Centrality of faith in Taylor's life not the big story

Sat, Aug 18, 2012, 01:00

   

SIDELINE CUT:The importance of faith to athletes is one of the most common themes in sport. Katie Taylor’s religious views are respected but her sporting achievements are what move people, writes KEITH DUGGAN

SO HERE is how the issue of Katie Taylor and faith works on planet earth – or at least on planet Olympics. Yes, there was much ‘squirming’ by sports presenters and journalists when she gave her post-fight interviews at the Excel Arena. But Jesus or Katie Taylor’s views on Him had nothing to do with the discomfort. Nope, the reasons were more banal.

To make things clear: what happens after any Olympic athlete competes is that he or she is guided through a long parade of journalists known as the mixed zone. Television comes first. Radio follows. Poor doomed print is last. It doesn’t matter whether you are Mesempe Theko (one of the Lesotho’s four Olympic athletes) or LeBron James, you have to go through this catwalk.

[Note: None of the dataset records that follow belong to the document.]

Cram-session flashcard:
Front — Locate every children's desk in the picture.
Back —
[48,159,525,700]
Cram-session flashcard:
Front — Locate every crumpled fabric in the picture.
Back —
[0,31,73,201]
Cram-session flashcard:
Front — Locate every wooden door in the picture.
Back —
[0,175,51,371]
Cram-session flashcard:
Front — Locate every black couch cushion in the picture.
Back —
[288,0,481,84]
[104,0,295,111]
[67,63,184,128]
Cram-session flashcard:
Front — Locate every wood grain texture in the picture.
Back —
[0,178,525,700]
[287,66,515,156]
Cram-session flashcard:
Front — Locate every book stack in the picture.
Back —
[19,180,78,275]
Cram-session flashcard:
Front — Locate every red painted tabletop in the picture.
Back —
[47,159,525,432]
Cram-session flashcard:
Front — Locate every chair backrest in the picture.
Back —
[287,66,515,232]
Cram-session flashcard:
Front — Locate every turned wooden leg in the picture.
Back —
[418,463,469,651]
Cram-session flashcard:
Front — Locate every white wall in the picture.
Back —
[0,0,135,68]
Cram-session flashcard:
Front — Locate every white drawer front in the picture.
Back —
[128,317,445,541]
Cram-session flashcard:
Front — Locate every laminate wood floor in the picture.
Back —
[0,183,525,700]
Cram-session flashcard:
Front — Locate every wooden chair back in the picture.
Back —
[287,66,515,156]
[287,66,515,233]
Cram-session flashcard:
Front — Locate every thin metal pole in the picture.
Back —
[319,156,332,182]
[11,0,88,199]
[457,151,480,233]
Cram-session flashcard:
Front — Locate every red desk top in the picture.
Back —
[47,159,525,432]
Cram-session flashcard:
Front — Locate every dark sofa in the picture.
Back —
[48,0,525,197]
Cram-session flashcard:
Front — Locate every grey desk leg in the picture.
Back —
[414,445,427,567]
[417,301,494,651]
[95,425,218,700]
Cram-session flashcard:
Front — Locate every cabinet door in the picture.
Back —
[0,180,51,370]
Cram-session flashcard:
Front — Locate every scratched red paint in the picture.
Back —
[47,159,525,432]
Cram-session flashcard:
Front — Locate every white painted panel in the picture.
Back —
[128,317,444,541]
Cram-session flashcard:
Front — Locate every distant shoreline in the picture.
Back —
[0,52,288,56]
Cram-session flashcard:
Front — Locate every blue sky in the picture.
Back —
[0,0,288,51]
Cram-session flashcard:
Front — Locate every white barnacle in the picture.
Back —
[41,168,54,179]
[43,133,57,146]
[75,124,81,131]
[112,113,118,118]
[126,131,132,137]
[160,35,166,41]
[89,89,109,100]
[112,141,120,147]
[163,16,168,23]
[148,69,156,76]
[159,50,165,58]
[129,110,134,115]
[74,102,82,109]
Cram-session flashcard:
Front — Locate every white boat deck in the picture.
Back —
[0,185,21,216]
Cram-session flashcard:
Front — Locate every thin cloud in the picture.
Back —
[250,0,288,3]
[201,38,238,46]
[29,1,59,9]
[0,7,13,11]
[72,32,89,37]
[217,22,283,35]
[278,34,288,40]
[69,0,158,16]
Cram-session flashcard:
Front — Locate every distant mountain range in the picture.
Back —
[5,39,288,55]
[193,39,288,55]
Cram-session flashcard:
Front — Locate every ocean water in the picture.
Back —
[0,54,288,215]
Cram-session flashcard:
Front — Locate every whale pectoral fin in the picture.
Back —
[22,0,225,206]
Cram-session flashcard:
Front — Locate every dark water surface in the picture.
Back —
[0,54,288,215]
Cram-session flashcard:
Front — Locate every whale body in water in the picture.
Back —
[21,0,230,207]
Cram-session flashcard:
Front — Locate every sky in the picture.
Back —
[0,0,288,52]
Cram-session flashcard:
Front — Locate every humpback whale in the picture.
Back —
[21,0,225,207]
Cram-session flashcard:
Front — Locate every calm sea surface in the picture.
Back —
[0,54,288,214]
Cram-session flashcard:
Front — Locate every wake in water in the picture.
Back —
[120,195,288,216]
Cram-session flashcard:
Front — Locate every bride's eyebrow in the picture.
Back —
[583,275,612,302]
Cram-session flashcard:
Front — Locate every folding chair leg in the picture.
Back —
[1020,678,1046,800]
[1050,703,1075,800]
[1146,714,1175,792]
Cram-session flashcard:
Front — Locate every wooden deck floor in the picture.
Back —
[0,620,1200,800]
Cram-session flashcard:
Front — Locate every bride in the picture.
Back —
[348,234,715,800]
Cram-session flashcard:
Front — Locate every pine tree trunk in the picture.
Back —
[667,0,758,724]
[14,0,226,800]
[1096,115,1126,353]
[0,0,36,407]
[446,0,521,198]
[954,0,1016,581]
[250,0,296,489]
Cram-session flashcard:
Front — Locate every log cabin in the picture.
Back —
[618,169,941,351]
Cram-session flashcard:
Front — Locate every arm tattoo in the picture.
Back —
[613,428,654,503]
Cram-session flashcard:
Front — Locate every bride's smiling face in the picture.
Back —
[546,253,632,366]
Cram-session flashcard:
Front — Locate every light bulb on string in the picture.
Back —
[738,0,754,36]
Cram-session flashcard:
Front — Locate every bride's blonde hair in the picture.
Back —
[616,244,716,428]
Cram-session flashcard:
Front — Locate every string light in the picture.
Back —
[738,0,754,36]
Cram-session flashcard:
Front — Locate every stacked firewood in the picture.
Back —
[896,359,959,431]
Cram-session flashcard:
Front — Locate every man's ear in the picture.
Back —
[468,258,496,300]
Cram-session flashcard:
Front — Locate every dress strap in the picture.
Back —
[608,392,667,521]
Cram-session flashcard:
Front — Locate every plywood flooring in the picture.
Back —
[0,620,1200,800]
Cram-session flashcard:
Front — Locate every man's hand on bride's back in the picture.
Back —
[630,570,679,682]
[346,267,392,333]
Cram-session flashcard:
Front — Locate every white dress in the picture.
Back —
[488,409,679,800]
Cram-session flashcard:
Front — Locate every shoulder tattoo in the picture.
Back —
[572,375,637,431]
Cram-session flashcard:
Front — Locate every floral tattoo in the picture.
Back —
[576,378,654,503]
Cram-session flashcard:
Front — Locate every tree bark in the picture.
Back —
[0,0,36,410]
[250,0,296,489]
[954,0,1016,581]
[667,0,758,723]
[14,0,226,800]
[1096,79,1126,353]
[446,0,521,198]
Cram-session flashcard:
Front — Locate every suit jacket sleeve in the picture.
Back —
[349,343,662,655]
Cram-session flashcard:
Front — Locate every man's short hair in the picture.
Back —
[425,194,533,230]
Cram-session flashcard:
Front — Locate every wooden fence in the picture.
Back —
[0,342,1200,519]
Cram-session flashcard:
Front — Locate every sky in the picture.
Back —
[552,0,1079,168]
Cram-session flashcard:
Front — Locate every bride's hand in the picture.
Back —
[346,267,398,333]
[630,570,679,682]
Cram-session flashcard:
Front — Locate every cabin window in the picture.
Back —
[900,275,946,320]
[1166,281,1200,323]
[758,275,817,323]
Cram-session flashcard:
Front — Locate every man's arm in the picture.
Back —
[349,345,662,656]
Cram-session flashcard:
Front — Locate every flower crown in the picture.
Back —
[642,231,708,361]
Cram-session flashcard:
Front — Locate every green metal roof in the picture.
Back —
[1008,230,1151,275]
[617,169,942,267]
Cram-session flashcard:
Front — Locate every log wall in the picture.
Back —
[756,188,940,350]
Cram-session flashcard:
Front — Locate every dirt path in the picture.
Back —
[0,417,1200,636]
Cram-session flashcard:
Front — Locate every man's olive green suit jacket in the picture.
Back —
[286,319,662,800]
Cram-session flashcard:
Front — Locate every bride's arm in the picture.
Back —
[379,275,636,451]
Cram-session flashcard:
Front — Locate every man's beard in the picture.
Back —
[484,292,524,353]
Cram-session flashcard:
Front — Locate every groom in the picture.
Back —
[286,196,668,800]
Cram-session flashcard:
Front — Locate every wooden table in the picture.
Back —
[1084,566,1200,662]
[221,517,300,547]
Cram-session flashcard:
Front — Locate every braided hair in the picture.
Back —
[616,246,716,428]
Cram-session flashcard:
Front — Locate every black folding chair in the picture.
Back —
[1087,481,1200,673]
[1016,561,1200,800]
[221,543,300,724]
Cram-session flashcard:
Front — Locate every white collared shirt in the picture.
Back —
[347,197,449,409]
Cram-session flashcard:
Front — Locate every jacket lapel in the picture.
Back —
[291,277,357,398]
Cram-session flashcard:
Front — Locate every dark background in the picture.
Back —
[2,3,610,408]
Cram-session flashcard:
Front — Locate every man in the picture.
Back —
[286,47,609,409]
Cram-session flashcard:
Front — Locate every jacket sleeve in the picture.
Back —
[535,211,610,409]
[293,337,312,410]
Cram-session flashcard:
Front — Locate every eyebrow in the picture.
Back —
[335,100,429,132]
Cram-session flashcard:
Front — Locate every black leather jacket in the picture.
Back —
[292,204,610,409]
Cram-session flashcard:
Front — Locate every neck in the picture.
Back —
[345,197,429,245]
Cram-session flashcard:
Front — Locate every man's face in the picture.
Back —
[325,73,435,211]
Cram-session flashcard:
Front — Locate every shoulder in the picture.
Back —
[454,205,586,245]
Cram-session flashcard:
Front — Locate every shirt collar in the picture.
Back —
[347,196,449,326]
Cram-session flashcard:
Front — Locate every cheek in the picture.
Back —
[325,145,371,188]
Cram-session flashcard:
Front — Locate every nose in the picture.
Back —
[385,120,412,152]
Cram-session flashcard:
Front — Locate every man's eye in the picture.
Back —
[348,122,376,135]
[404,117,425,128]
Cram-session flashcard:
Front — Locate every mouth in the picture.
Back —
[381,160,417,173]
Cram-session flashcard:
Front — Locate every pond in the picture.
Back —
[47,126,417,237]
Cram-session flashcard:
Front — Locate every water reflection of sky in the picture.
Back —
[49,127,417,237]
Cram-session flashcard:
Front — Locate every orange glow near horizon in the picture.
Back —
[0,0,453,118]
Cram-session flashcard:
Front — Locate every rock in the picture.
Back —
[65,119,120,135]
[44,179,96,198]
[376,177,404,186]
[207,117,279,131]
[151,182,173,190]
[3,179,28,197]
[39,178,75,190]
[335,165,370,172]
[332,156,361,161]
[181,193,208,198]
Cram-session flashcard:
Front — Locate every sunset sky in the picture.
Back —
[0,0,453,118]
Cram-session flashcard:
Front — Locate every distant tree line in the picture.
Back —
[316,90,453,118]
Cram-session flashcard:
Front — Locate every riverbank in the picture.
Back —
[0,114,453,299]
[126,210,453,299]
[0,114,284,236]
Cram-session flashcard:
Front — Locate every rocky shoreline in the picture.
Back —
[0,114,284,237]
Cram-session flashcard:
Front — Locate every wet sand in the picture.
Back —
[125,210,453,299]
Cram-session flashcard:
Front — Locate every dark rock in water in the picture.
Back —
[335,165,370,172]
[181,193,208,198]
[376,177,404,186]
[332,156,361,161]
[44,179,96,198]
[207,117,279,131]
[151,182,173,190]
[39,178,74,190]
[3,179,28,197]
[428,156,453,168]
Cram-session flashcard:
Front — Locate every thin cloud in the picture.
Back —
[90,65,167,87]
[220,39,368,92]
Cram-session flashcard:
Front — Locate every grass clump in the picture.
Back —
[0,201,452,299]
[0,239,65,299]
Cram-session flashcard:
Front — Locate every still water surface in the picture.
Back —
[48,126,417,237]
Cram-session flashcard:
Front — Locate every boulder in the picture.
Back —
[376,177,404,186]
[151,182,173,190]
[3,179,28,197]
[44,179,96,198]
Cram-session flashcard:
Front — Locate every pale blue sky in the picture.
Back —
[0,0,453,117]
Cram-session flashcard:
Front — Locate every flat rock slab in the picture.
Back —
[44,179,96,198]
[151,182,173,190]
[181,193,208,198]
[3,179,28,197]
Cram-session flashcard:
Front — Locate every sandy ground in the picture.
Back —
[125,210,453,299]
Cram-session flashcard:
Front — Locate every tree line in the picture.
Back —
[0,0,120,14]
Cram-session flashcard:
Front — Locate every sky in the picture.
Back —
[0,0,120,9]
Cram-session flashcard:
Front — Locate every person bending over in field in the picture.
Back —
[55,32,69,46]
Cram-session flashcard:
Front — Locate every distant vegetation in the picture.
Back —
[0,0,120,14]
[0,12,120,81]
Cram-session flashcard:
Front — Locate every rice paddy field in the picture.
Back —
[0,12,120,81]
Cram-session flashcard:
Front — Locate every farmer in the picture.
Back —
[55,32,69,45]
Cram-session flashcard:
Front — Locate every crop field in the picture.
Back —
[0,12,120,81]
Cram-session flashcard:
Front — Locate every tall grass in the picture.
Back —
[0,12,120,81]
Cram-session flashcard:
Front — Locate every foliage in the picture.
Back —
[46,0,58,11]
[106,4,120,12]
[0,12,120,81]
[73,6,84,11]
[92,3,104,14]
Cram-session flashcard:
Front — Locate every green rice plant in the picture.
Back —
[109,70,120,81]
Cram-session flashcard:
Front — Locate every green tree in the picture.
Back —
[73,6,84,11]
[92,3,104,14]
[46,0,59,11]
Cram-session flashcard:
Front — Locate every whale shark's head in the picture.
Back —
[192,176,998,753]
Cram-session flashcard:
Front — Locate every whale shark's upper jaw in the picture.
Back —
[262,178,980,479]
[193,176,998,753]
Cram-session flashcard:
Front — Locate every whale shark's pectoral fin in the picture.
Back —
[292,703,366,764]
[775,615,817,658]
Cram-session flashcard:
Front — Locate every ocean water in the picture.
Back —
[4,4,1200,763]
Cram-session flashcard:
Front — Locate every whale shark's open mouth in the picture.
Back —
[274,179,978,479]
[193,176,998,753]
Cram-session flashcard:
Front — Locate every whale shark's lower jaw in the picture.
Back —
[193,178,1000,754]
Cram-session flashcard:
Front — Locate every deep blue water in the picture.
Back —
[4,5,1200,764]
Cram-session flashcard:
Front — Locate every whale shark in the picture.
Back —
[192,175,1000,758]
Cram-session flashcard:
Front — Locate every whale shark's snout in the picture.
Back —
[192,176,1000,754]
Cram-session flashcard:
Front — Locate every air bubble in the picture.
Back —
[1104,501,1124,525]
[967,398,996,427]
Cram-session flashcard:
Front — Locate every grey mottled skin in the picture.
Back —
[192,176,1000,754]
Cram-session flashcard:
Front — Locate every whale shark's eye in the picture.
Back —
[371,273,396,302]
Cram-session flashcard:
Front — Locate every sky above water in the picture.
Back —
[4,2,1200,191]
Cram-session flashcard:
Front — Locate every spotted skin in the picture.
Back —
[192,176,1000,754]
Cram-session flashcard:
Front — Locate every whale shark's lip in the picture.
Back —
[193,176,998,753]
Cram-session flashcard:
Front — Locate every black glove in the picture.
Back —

After Katie Taylor’s fights, every Irish journalist with accreditation was waiting for her. The way the mixed zone works is that each media group has a dedicated little corral so that when Katie Taylor came through, there were at least 30 people packed into a chicken-coop situation, thrusting voice recorders in her general direction and trying to catch a word or two of what she said.

Taylor was brilliant, by the way, after every interview: gracious and funny and politely oblivious to just how undignified, frankly, the gathering in front of her must have looked. Generally, she stopped in front of the print group for three or four minutes – she was warming down fast and her coaches didn’t want her hanging about. Wisely.

So John Waters was correct in his column yesterday: there was a helluva lot of squirming going on there. I can attest that the body heat generated by the Fourth Estate during those moments was intense – and not in a Kathleen Turner/William Hurt kind of way. It was a crush, plain and simple and deadlines loomed at the back of everyone’s mind.

After Katie Taylor’s gold medal fight, for instance, someone recognised that to bring her through the mixed zone would have been catastrophic. Instead, she was whisked straight into a press conference in an air conditioned room in some remote corner of the Excel – which is a huge, charmless airport hanger of a venue. Press conferences are never ideal. The room was crowded and the atmosphere formal.

Again, Katie Taylor handled herself with customary poise and elegance but admitted that she was nervous, joking at one point that she was terrible at interviews and laughing on another occasion when she couldn’t remember the question.